In raising her daughters, she made it clear that she wanted us to believe we could be anything we wanted to be. My mom stated regarding how she raised us to be feminists, “I didn’t specifically say ‘we’re feminists in this house’, but everyone has grown to understand the importance of women being able to do whatever they want. I certainly never advocated for anyone to do anything particularly gender-related.” As I thought about her statement, I completely agreed. I always remind myself how lucky I am to grow up in a household that was accepting of me in whatever form and encouraged me to go out there and be myself in a world that really wants to change you and push you down. 

My mom’s continued work in the world of advancing women has led her to be one of the feminists who has made the biggest impact upon my life. My mom is not someone who calls herself a feminist, yet does nothing about it. She is a feminist who works and advocates every single day for change in the workplace, as she, among many others, want to see more women in charge.
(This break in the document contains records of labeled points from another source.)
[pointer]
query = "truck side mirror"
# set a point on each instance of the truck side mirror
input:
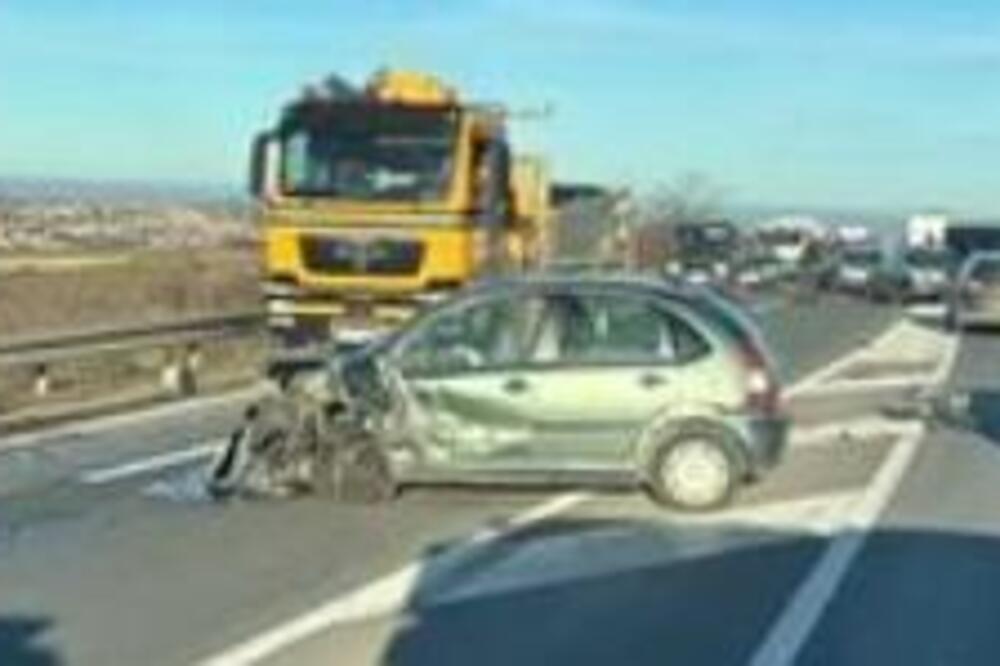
(494, 186)
(263, 165)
Whether they be equity partners in big firms, or on the board of big corporations, there needs to be more female representation. As I wrapped up our on the phone interview, I wanted to know if she thinks we are making progress as females. Her response would be similar to many I’m sure, as she feels progress is way too slow, “Women need to be moved into positions of authority, leadership, and decision making. If they are not offered positions, the numbers won't change. It will still be all white men in charge, similar to the government. It's what many corporate boards and law firm circles look like: older white males". I can tell you that she can go on about this for hours, but she keeps it short and sweet. I mean, this is what she does for a living. I hope one day I can be even half of the woman my mom is, and I hope to work to effect change in similar ways as she.